The party was a success.
You were charming. You were attentive. You laughed at the right volume. Asked the “deep” follow-up questions. And held the room together with a grace that felt almost natural. Everyone loved you.
Now, you are sitting in your car in the driveway. The engine is off. The silence is so heavy it feels like it’s pressing against your eardrums. You’ve been sitting here for twenty minutes because you don’t have the energy to open the door and start another performance… this time as yourself.
You aren’t just “tired.” You feel hollow.
This is what I call the Performance Hangover.
And it’s the most dangerous secret in the world of the “High-Functioning” people. The deep thinkers, the highly sensitive ones, the introverts.
Most people think socializing is fun and games. For us, it’s an exchange of energy. You are managing their moods, anticipating their needs, and editing yourself to ensure they feel comfortable. And when you spend four hours “performing”, it drains you to your bones.
What you feel is caused by incongruence, the internal split between who you are and who you pretend to be.
The reason you feel so sick sitting in your car isn’t because you hate people. It’s because of who you had to become to make them like you. You are mourning the “authentic self” you shoved into a closet for four hours so the “Charming Ghost” could take the stage.
Here is the truth we never tell at the dinner table: The more they liked the “performance”, the more the Real You resents them.

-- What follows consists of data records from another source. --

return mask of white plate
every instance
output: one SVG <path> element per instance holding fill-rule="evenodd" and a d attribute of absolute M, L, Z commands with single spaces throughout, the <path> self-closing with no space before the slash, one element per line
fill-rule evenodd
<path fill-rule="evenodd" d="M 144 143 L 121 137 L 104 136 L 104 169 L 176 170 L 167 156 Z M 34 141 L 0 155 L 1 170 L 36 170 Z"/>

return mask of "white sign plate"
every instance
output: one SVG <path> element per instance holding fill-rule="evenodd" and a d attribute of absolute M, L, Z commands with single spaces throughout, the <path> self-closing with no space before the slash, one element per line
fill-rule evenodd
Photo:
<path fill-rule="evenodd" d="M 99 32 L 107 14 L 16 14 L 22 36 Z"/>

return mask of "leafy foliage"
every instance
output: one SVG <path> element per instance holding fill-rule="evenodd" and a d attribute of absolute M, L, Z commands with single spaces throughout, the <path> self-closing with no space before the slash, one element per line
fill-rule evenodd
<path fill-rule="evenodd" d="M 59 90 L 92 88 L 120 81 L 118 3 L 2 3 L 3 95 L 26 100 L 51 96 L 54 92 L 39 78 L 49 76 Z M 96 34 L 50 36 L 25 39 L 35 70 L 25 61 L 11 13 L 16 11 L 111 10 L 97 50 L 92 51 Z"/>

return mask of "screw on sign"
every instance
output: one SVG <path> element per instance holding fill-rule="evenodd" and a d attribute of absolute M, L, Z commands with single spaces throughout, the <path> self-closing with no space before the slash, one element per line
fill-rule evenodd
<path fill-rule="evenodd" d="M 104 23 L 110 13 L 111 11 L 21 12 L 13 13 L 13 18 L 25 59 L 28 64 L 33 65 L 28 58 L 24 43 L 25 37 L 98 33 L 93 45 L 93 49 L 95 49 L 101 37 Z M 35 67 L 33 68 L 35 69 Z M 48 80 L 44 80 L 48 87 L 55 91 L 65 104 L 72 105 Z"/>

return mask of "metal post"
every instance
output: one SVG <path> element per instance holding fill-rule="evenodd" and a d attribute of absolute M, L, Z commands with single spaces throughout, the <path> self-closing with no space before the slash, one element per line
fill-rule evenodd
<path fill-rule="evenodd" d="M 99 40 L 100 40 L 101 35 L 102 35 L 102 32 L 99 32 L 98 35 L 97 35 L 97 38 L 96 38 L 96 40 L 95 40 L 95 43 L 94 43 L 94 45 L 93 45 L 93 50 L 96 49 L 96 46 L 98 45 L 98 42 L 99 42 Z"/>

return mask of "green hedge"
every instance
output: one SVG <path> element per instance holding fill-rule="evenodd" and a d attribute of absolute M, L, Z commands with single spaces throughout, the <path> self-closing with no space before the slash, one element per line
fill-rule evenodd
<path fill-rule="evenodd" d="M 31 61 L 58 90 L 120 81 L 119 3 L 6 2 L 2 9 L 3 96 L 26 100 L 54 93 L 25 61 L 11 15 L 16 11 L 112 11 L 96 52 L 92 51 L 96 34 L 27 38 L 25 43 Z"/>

You look at the “Thank You” texts lighting up your phone and you feel a flash of violent irritation. And you’re angry. You’re angry because they fell for it. You’re angry because they are in love with a mask. You’re angry at yourself for being so good at wearing it that you’ve made the “Real You” completely disappear.
You’ve spent decades being overskilled in the art of survival. You’ve mastered the “interested face”, the “supportive lean”, the “assuring nods” so well that no one—not your spouse, not even your best friend—actually knows who you are from the inside.
You are a world-class actor with a theater of zero.
And when the applause ends, there’s no one left to clap for you.
The “Performance Hangover” is a cry. It’s a signal. It’s your nervous system saying: I can’t keep doing this.
If you keep performing, you will become the Mask. You’ll own a ‘perfect’ life that feels like a museum: beautiful to look at, but impossible to live in. A palace of gold built on a foundation of lies, and fake smiles.
It’s time to stop being “likable.”
The next time you’re in that room, try something terrifying: Be Boring.
Stop managing the silence. Stop curating the laugh. Stop being the “mirror” for everyone else’s ego. If they don’t like the person who sits in the quiet, let them leave. It is better to be disliked for who you are than exhausted by who you pretend to be.
I wrote Born to Stand Out for people like you—because I was another you. Exhausted from editing myself just to belong. The book isn’t about confidence or charisma. It’s about coming back to the parts of yourself that went quiet so others could feel comfortable.
If this feels familiar, I explore it more in Born to Stand Out… quietly, honestly, without asking you to become someone else. You can find it HERE.
Open the car door.
Go inside.
And tonight… let the mask stay in the driveway.